If You Want to be Able to Explain it Better, do The Research
You need to comprehend the issue first if you want to be able to clarify it. As people grow older, the chances of hearing loss increase for them. About one person out of every three have some level of hearing loss by the time they reach the age of 74 and more than half have it after they reach the age of 75.
The medical term for this form of ear damage is presbycusis. The effect is gradual and normally affects both ears similarly. Most likely this person started losing some hearing years before anybody noticed.
Persbyscusis happens for several reasons. Basically, years of hearing sound takes its toll on the delicate mechanism of the inner ear, especially the tiny hair cells. Electrical messages are created that go to the brain. The brain gets the message and translates them into what you know as sound. Those hairs are an essential element of hearing.
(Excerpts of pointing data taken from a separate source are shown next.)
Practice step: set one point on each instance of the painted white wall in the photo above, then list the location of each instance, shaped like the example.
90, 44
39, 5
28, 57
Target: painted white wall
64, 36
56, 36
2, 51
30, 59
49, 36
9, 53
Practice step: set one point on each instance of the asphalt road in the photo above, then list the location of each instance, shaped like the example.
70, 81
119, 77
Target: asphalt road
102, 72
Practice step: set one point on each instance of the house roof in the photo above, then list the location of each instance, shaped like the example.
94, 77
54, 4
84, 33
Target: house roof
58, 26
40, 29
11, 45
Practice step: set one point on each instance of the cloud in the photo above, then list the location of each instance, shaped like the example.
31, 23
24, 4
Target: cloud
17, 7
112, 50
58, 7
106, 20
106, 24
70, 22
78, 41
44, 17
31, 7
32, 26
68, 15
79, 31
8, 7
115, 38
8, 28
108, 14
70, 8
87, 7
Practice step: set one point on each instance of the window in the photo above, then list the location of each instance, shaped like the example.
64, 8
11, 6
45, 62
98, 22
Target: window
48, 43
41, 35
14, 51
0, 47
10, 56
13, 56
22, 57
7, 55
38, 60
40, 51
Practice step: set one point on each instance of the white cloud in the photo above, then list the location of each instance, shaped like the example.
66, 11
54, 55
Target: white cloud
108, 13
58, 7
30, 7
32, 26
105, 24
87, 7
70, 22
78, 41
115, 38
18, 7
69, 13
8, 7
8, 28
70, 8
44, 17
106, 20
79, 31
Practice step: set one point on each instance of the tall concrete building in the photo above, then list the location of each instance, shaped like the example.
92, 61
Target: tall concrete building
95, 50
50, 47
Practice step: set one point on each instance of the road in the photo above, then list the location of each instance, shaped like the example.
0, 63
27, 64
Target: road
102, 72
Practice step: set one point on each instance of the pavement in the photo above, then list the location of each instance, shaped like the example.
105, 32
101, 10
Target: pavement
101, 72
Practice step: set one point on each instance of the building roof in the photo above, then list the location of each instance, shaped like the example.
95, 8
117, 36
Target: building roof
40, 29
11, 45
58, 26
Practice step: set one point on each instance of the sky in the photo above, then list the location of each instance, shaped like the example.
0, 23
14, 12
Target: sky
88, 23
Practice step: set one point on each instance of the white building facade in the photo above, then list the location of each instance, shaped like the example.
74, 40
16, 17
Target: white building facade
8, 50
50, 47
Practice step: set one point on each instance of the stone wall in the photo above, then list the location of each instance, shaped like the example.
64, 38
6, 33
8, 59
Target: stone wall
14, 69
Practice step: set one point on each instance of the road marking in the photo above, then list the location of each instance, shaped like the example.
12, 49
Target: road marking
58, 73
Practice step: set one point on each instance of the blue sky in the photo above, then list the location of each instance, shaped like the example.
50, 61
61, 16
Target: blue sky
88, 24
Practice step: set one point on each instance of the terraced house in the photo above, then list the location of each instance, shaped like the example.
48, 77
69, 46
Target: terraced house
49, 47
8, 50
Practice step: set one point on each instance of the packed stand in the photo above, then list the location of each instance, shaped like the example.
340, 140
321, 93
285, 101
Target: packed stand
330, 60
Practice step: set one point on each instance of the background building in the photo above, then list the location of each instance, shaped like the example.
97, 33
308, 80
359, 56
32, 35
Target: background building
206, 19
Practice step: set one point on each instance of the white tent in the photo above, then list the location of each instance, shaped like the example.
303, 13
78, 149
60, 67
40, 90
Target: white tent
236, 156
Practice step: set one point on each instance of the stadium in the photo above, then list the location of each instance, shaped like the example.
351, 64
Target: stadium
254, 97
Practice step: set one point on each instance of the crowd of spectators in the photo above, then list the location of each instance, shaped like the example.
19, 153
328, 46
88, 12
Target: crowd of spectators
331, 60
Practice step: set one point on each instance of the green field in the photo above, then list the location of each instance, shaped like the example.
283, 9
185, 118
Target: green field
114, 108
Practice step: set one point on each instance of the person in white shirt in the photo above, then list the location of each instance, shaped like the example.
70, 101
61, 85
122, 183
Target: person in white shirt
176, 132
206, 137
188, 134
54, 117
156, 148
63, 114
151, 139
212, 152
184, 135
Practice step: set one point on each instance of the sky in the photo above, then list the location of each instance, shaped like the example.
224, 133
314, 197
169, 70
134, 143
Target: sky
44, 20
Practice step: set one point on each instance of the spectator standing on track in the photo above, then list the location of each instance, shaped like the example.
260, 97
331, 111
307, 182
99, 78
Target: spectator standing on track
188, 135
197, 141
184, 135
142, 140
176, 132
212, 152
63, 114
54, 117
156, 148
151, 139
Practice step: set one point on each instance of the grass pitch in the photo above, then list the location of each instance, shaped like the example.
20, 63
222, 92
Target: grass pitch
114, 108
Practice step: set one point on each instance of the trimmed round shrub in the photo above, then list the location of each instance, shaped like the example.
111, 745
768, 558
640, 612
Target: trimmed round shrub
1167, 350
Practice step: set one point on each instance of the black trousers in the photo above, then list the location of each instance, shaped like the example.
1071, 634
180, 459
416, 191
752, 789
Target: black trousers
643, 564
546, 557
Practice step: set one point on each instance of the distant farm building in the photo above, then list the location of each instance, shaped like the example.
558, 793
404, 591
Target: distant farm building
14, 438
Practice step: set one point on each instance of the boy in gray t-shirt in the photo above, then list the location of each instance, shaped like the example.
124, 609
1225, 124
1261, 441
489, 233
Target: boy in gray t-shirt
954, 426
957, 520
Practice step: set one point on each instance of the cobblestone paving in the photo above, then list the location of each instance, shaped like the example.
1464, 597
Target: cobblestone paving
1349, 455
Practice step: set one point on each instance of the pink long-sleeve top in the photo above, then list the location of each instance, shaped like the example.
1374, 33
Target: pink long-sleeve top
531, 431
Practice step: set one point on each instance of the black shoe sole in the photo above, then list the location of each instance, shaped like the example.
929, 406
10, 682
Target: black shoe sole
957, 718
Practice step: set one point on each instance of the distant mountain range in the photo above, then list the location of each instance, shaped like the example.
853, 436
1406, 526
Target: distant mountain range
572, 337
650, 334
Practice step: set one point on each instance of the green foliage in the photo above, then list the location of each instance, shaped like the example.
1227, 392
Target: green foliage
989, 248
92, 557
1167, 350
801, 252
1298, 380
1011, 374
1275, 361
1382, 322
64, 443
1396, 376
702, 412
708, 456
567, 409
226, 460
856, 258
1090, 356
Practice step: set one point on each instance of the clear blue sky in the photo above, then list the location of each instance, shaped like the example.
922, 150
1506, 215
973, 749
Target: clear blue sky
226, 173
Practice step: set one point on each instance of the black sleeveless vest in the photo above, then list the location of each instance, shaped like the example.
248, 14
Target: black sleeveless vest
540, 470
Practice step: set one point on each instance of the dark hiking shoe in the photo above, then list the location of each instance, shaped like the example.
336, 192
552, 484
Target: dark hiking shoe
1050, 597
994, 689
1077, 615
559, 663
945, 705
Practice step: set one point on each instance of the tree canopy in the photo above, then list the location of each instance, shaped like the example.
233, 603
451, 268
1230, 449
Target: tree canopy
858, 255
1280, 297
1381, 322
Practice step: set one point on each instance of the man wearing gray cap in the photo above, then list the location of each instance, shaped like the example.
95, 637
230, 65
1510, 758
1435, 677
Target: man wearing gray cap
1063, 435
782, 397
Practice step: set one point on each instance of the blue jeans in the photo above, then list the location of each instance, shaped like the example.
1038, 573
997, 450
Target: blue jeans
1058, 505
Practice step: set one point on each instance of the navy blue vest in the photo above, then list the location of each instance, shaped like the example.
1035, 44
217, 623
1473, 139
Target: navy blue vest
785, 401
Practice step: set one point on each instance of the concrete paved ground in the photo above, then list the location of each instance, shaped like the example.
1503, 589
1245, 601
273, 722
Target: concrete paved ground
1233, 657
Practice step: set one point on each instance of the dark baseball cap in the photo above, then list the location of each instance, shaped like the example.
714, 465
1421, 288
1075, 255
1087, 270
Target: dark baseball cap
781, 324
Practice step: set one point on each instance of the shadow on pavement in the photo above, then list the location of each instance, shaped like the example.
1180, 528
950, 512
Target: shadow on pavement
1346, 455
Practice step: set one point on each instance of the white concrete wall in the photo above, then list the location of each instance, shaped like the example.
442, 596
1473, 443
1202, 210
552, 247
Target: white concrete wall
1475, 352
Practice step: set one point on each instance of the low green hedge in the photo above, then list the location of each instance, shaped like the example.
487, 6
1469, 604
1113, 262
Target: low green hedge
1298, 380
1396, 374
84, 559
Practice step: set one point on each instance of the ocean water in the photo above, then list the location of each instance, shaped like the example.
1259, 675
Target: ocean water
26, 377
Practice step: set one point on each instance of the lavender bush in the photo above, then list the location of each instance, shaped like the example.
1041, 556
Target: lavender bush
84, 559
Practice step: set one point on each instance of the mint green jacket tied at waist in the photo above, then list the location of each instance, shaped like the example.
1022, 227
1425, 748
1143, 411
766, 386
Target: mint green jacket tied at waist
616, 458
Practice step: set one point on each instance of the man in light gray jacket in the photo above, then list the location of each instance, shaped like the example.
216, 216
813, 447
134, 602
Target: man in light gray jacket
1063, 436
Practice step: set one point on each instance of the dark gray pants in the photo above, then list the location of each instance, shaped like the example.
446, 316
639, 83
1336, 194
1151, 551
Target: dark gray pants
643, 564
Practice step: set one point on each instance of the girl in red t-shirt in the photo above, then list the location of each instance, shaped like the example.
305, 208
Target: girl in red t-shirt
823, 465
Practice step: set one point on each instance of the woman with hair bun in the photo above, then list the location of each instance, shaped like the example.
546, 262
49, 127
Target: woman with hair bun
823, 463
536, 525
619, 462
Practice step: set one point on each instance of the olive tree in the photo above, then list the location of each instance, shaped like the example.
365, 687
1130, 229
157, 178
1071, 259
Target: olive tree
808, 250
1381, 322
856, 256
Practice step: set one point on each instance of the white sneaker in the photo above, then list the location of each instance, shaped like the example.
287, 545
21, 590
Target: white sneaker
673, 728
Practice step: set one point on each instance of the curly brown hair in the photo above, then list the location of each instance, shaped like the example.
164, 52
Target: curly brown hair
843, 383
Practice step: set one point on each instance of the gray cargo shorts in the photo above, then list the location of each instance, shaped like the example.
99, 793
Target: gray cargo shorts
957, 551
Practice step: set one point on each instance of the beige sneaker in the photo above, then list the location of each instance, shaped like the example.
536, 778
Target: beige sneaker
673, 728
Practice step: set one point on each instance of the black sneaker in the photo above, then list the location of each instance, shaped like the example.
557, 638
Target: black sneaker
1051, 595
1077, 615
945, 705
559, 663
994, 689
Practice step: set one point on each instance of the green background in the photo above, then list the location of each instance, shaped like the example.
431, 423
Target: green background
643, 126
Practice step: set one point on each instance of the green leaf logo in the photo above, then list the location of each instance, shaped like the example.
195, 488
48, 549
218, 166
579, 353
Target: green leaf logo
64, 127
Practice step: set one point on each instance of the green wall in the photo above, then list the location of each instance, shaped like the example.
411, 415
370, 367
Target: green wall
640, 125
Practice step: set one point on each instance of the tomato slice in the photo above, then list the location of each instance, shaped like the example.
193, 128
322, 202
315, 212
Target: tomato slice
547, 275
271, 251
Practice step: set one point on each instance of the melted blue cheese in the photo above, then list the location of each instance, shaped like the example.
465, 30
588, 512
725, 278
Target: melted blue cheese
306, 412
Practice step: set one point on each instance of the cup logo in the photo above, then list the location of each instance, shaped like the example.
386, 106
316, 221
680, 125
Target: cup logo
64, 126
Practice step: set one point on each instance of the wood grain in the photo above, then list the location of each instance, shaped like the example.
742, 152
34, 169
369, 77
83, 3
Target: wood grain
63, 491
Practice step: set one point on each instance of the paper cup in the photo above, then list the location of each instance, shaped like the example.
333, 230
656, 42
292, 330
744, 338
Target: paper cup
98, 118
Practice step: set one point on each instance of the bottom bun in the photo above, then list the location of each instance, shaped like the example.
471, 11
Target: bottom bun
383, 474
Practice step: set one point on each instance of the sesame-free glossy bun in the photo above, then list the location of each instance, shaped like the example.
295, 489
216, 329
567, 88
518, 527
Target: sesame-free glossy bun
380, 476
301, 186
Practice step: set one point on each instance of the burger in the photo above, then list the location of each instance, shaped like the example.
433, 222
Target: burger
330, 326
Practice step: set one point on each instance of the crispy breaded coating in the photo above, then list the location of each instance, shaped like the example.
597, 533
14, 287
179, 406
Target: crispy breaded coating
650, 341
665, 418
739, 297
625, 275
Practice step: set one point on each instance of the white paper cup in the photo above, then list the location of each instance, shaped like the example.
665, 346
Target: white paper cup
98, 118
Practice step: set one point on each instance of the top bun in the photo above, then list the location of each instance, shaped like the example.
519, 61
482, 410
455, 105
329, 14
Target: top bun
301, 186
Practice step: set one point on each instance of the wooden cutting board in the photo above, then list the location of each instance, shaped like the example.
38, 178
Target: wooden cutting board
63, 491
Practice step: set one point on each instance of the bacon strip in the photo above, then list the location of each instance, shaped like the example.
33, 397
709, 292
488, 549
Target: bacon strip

The impact of chronic illnesses like:
- High blood pressure
- Cardiovascular disease
Each one can damage the ear and impair the hearing.
Set a Date
Where you decide to talk to your loved one is just as important as what you say. Setting something up so you can have a conversation is the best bet. To ensure you won’t be interrupted, pick a quiet venue. Bringing written material on the topic is also quite helpful. Presbycusis may be discussed in a brochure that you can obtain from a doctor, for example.
Let’s Discuss the Whys
The reaction you can expect right away is for the person to be defensive. Loss of hearing is a delicate subject because it is associated with getting old. It’s difficult to accept that you are growing older. Poor hearing may challenge the elderly’s idea that they are in control of their day-to-day lives.
You will have to tell them why you think they have hearing loss and you will have to be specific.
Discuss that you need to constantly repeat yourself while having conversations, too. Don’t make it seem like you’re complaining, keep it casual. Be patient and sympathetic as you put everything into perspective.
Sit Back and Listen
Once you have said what you need to, be prepared to sit back and listen. Your family member might have noticed some changes and may have other worries but doesn’t know what they should do. Ask questions that can encourage this person to continue talking about their experience to help make it real to them.
Talk About the Support System
Hearing loss comes with a lot of fear and that can be difficult to get past. Many people don’t recognize that they have family and friends on their side and feel alone with their problem. Remind them of how other family members have found ways to cope with the same problem.
What to do next will be the most important part of the conversation. Let your loved one know that hearing loss is not the end of the world. There are a lot of available tools such as hearing aids which can be helpful. Much more sleek and modern hearing aids are currently available. They come with features that improve the quality of life and come in all shapes and sizes. If you can bring a tablet, use a computer or have some brochures that show the different devices which are now available.
Seeing a doctor is the first step. Some hearing loss is temporary. Have an ear examination to rule out things like ear wax build up and medication that could be causing the issue. A hearing exam can then be set up and you will know for sure.